'What we do to our planet and our oceans is going to have a significant and long-term effect on what happens to us.' Laddie Akins executive director, REEF
The SouthCarolina Aquarium celebrated Earth Day early Tuesday by unveiling a series of programs focusing on a part of the Earth people seldom see - the reefs below the ocean surface.

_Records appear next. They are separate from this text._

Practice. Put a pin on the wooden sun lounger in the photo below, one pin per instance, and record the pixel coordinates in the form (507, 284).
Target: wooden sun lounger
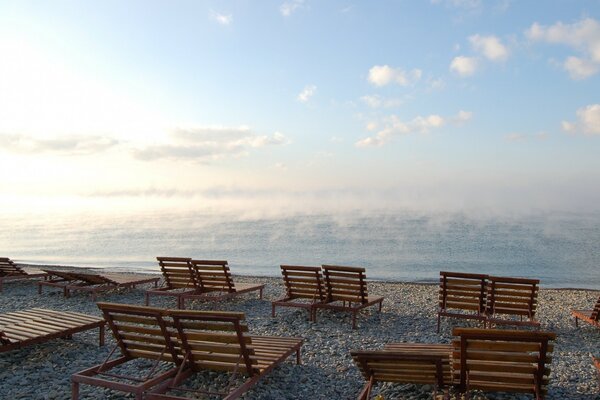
(348, 285)
(218, 341)
(216, 283)
(463, 292)
(304, 288)
(179, 278)
(141, 333)
(512, 297)
(93, 283)
(11, 271)
(37, 325)
(590, 316)
(405, 363)
(502, 360)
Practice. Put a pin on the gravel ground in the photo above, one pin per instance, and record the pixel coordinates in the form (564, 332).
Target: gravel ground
(327, 372)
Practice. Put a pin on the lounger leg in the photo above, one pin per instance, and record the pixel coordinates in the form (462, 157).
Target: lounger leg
(74, 390)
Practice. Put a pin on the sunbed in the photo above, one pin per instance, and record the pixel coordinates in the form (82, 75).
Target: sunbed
(37, 325)
(304, 288)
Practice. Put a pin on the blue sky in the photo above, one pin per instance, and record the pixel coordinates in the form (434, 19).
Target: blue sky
(298, 105)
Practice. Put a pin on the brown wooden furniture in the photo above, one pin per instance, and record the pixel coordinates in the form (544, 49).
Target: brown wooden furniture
(219, 341)
(93, 283)
(23, 328)
(462, 295)
(214, 282)
(502, 360)
(304, 288)
(141, 333)
(179, 278)
(11, 271)
(346, 285)
(512, 297)
(405, 363)
(590, 316)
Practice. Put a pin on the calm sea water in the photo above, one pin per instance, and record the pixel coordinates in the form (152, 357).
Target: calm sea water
(563, 250)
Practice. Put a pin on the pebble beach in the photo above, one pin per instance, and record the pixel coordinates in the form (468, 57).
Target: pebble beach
(327, 371)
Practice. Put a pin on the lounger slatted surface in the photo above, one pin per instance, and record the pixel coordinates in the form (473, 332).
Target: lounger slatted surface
(590, 316)
(405, 363)
(70, 281)
(23, 328)
(462, 295)
(179, 278)
(349, 286)
(11, 271)
(304, 288)
(502, 360)
(512, 297)
(141, 333)
(216, 283)
(218, 341)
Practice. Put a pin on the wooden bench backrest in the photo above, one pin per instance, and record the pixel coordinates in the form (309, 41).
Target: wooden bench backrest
(213, 275)
(178, 272)
(215, 340)
(345, 284)
(8, 267)
(141, 332)
(502, 360)
(303, 282)
(462, 291)
(392, 366)
(514, 296)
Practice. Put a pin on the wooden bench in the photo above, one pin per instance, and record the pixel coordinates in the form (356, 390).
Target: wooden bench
(462, 295)
(417, 363)
(24, 328)
(349, 286)
(216, 283)
(93, 283)
(179, 278)
(9, 271)
(304, 288)
(513, 297)
(218, 341)
(590, 316)
(141, 333)
(502, 360)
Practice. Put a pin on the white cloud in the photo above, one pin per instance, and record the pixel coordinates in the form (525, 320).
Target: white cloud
(382, 75)
(221, 18)
(582, 36)
(289, 7)
(63, 145)
(464, 66)
(394, 126)
(209, 143)
(307, 93)
(588, 121)
(490, 46)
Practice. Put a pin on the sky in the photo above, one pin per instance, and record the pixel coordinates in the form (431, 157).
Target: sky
(300, 105)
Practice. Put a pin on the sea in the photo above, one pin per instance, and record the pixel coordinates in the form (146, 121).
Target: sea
(562, 249)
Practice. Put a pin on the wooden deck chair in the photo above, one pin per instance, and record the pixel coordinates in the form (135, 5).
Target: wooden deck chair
(141, 333)
(513, 297)
(216, 283)
(179, 278)
(11, 271)
(462, 295)
(590, 316)
(37, 325)
(348, 285)
(502, 360)
(304, 288)
(418, 363)
(218, 341)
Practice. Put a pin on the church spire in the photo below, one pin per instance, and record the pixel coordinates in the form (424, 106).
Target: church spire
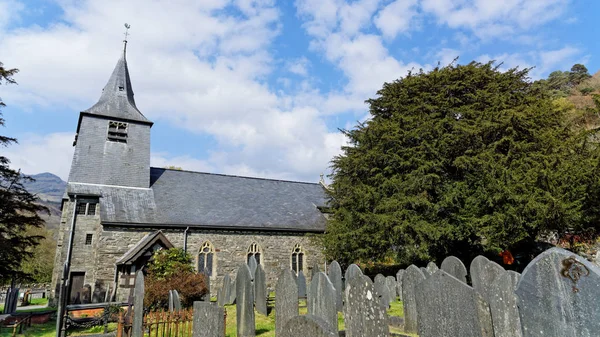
(117, 96)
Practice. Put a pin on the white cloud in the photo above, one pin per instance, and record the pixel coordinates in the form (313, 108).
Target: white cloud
(42, 153)
(397, 17)
(198, 65)
(492, 19)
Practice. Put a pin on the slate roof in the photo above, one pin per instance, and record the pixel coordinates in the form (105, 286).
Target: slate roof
(117, 96)
(182, 198)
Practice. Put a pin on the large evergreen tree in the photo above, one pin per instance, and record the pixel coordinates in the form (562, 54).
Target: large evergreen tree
(18, 210)
(461, 160)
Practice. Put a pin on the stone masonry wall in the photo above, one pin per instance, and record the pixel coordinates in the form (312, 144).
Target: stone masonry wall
(231, 247)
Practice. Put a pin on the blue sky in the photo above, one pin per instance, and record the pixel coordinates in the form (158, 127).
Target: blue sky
(256, 88)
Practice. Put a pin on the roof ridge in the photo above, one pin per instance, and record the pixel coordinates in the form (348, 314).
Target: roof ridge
(235, 176)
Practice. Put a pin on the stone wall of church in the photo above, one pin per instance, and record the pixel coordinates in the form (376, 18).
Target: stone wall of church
(230, 250)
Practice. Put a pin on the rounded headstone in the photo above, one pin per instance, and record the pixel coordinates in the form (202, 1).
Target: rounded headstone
(335, 276)
(558, 296)
(411, 278)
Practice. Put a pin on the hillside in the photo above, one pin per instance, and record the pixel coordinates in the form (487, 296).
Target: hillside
(50, 189)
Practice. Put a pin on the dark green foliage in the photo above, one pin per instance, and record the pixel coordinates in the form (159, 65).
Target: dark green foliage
(18, 209)
(166, 262)
(170, 269)
(462, 160)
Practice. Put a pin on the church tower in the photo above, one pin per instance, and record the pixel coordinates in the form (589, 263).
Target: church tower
(112, 144)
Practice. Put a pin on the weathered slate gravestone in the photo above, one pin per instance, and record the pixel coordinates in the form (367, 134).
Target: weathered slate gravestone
(171, 301)
(206, 297)
(558, 295)
(221, 296)
(382, 291)
(260, 291)
(176, 301)
(245, 302)
(99, 294)
(137, 327)
(252, 265)
(392, 284)
(483, 273)
(503, 305)
(301, 285)
(286, 300)
(232, 291)
(432, 268)
(208, 320)
(335, 276)
(411, 278)
(363, 314)
(454, 266)
(321, 300)
(448, 307)
(227, 289)
(306, 326)
(352, 271)
(399, 283)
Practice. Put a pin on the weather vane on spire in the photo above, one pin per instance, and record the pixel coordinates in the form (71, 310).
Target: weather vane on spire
(127, 26)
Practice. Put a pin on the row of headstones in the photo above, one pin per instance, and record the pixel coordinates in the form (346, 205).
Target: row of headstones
(557, 295)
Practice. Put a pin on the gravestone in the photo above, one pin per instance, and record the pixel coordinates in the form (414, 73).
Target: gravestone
(454, 266)
(86, 294)
(286, 299)
(245, 302)
(232, 291)
(306, 326)
(99, 294)
(206, 297)
(227, 289)
(558, 295)
(137, 327)
(483, 273)
(352, 271)
(399, 283)
(252, 265)
(301, 285)
(382, 291)
(390, 281)
(221, 295)
(171, 301)
(503, 305)
(335, 276)
(176, 301)
(260, 290)
(363, 314)
(411, 278)
(432, 268)
(209, 320)
(448, 307)
(321, 300)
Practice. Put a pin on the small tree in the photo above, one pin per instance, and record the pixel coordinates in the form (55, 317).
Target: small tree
(18, 208)
(171, 269)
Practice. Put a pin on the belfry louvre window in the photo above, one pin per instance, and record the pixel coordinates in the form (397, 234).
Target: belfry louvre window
(117, 132)
(205, 259)
(297, 259)
(254, 250)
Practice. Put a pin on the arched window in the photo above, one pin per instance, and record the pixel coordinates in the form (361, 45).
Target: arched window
(206, 259)
(297, 259)
(254, 250)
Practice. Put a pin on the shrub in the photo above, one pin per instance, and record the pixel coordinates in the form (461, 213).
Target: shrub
(190, 286)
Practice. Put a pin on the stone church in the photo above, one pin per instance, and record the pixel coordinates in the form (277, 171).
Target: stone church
(117, 209)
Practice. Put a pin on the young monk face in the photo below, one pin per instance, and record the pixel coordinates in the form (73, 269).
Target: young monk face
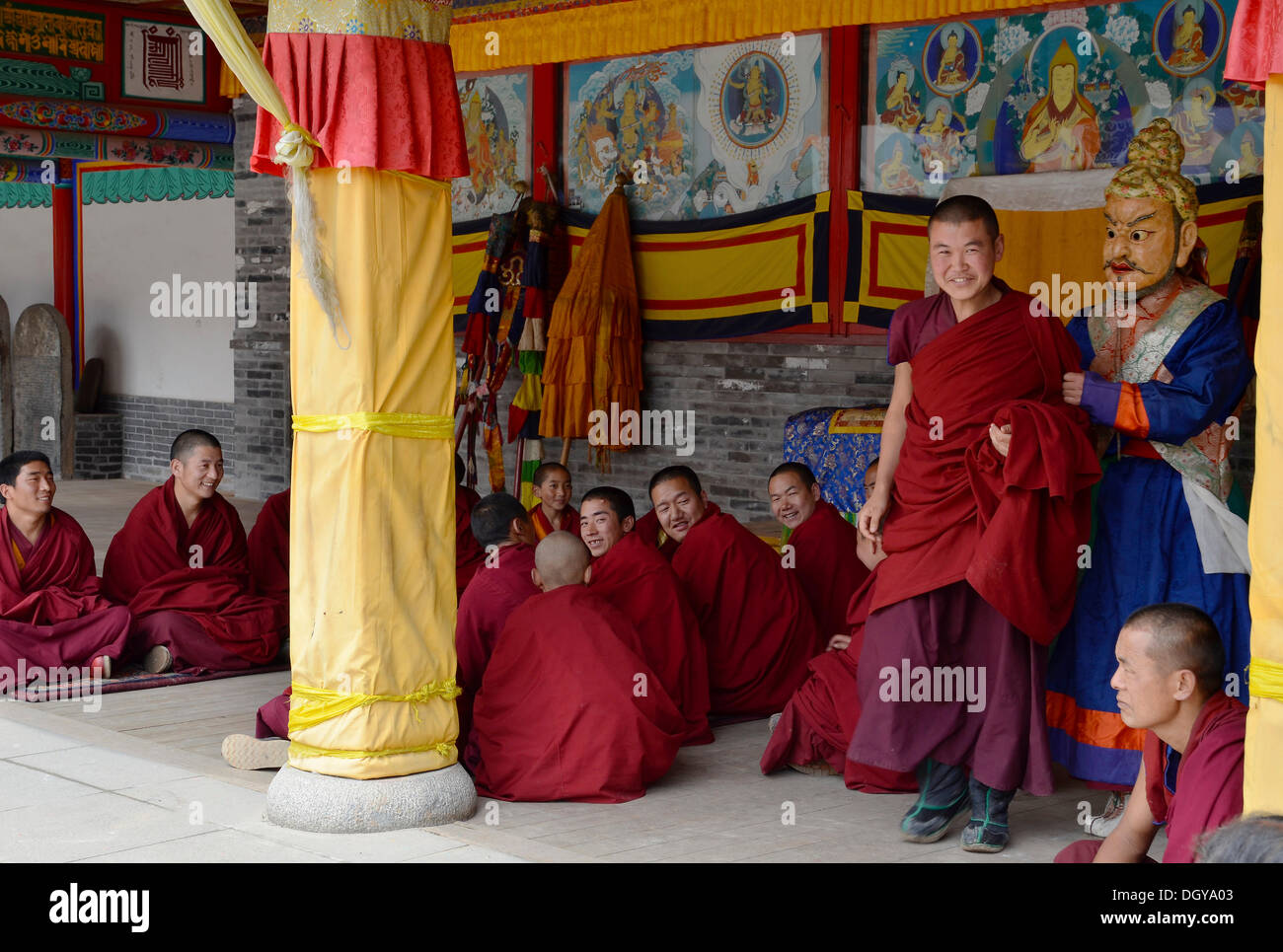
(1147, 693)
(792, 503)
(33, 490)
(200, 473)
(678, 507)
(599, 528)
(962, 258)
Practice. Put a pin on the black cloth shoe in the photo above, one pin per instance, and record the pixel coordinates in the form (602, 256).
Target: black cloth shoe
(942, 797)
(987, 832)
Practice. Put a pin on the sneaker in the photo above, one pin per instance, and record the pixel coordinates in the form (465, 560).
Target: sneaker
(987, 831)
(942, 797)
(251, 754)
(1103, 824)
(158, 660)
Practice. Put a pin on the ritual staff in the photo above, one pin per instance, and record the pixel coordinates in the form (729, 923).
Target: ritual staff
(553, 513)
(181, 563)
(568, 708)
(824, 547)
(1191, 776)
(757, 625)
(982, 481)
(501, 529)
(640, 581)
(812, 733)
(51, 615)
(1162, 372)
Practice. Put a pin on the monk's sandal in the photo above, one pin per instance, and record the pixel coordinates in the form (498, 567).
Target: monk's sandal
(987, 832)
(942, 797)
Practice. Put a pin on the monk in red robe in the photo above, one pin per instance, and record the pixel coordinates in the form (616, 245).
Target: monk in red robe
(1191, 779)
(501, 529)
(812, 733)
(553, 513)
(640, 581)
(757, 625)
(824, 547)
(50, 613)
(181, 564)
(568, 708)
(982, 485)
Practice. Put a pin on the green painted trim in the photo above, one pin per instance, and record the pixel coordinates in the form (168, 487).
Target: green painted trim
(154, 184)
(26, 195)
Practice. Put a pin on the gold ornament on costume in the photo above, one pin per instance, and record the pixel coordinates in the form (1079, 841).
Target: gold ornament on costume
(1153, 171)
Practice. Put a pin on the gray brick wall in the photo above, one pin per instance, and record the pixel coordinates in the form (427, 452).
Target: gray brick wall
(150, 423)
(99, 447)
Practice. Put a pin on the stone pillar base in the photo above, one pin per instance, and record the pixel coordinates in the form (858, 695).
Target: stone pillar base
(322, 803)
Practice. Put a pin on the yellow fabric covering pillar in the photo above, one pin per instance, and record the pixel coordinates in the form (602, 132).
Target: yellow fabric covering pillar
(372, 515)
(1262, 768)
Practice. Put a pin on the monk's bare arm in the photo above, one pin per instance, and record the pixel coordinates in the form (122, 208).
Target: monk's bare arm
(1132, 838)
(893, 438)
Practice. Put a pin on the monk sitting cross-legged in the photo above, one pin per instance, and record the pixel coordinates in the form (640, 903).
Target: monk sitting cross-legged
(640, 581)
(1168, 680)
(568, 708)
(812, 733)
(50, 613)
(501, 529)
(181, 564)
(756, 622)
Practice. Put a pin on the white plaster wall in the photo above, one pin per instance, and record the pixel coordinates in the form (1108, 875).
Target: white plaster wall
(127, 248)
(26, 258)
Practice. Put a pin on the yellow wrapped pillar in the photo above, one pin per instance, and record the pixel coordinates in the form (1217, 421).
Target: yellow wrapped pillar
(1262, 767)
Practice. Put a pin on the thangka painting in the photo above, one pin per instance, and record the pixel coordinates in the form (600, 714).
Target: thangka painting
(701, 133)
(1056, 91)
(496, 131)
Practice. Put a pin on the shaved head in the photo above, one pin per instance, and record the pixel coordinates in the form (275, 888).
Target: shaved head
(561, 559)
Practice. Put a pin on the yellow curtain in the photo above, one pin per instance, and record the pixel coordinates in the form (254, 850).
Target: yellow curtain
(1262, 767)
(642, 26)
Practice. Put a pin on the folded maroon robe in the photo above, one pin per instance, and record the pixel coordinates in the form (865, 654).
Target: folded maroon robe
(149, 567)
(640, 581)
(1209, 782)
(50, 611)
(561, 713)
(484, 610)
(821, 716)
(1008, 525)
(469, 554)
(756, 622)
(828, 566)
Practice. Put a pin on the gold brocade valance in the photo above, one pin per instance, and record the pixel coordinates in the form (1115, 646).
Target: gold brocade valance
(644, 26)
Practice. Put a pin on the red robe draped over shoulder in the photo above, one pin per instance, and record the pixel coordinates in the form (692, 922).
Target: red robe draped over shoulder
(149, 567)
(1010, 526)
(640, 581)
(821, 716)
(560, 716)
(757, 625)
(828, 567)
(50, 610)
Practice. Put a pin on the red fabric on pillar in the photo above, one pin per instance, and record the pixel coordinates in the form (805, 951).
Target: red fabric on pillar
(757, 625)
(640, 581)
(559, 715)
(50, 611)
(1255, 42)
(371, 102)
(149, 567)
(828, 567)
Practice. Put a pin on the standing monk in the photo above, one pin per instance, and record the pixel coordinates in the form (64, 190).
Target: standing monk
(50, 613)
(980, 498)
(1162, 379)
(757, 625)
(640, 581)
(183, 566)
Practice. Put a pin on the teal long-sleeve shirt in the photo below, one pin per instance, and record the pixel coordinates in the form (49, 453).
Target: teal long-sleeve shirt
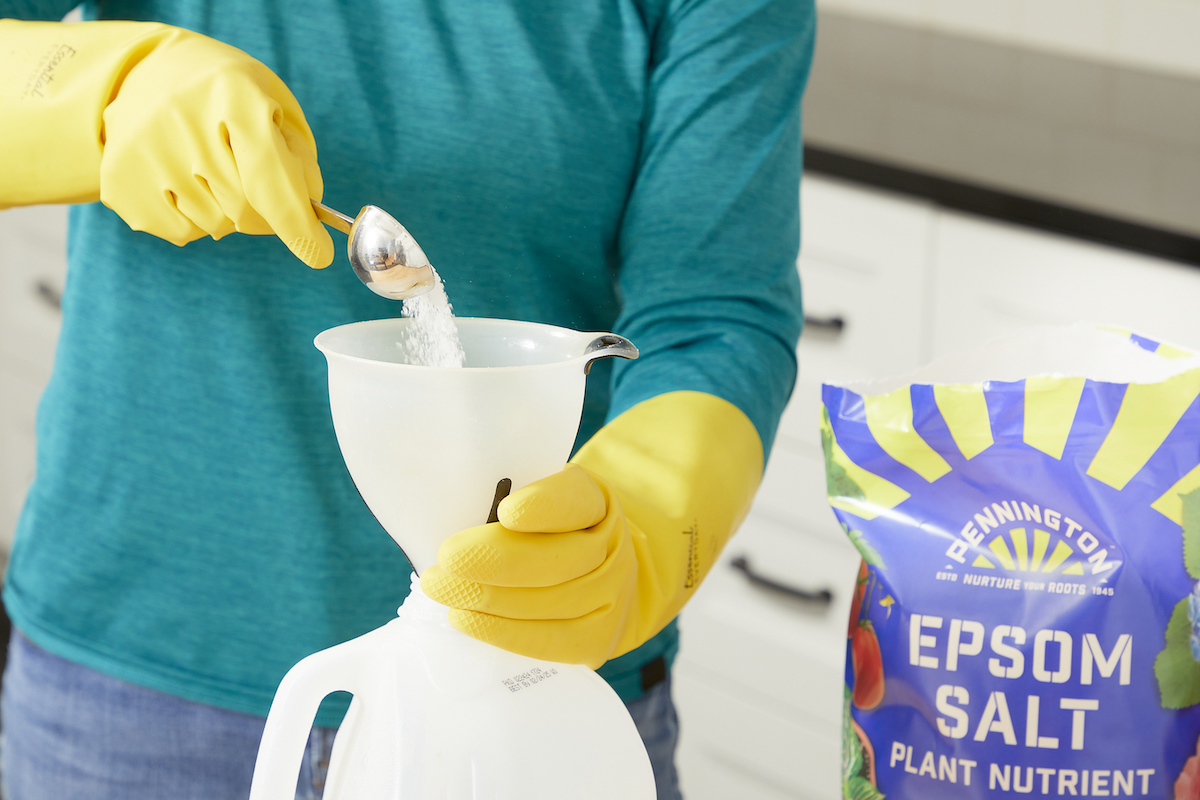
(628, 166)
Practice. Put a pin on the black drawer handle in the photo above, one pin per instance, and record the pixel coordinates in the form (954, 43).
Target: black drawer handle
(822, 597)
(834, 324)
(49, 295)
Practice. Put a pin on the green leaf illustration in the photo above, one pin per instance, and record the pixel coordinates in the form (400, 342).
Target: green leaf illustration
(1179, 674)
(851, 749)
(864, 548)
(859, 788)
(855, 786)
(1192, 533)
(838, 482)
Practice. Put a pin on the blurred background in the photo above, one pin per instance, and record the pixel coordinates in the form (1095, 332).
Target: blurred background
(972, 167)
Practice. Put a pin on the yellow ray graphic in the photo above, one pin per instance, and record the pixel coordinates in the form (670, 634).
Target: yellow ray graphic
(1171, 352)
(1050, 405)
(1041, 542)
(879, 493)
(889, 417)
(965, 411)
(1020, 547)
(1170, 505)
(1000, 548)
(1147, 414)
(1061, 553)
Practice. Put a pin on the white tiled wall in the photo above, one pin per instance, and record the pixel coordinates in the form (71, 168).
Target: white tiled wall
(1116, 140)
(1159, 35)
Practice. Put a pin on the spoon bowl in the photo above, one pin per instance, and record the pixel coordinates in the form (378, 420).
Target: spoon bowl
(383, 253)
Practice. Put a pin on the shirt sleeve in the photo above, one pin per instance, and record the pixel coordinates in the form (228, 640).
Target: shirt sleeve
(36, 10)
(711, 233)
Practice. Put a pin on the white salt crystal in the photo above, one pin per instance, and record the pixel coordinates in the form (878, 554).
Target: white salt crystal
(432, 338)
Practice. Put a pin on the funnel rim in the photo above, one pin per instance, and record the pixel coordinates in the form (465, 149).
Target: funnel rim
(583, 337)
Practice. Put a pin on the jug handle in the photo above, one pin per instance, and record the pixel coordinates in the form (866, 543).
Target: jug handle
(607, 346)
(289, 721)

Reefs will be the subject of Gardens of the Ocean, a series of programs at the aquarium through the end of summer.
"They have the highest mountains, the deepest valleys and incredible biodiversity that rivals the rain forests," Laddie Akins, the executive director of the group REEF told schoolchildren as he dove inside the aquarium's 330,000-gallon ocean tank.
REEF stands for the Reef Environmental Education Foundation, a nonprofit group of recreational divers who conduct fish surveys and work to educate the public about maintaining marine habitat.
Akins said reefs are stressed because of pollution.
"What we do to our planet and our oceans is going to have a significant and long-term effect on what happens to us," he said.
There are about 42 reefs off South Carolina, said Chris Andrews, executive director of the aquarium. He said reefs are "home to a dazzling array of animals and plants, some of which we catch for sport, others we like to just look at and some we are studying as potential treatments for a whole range of human diseases."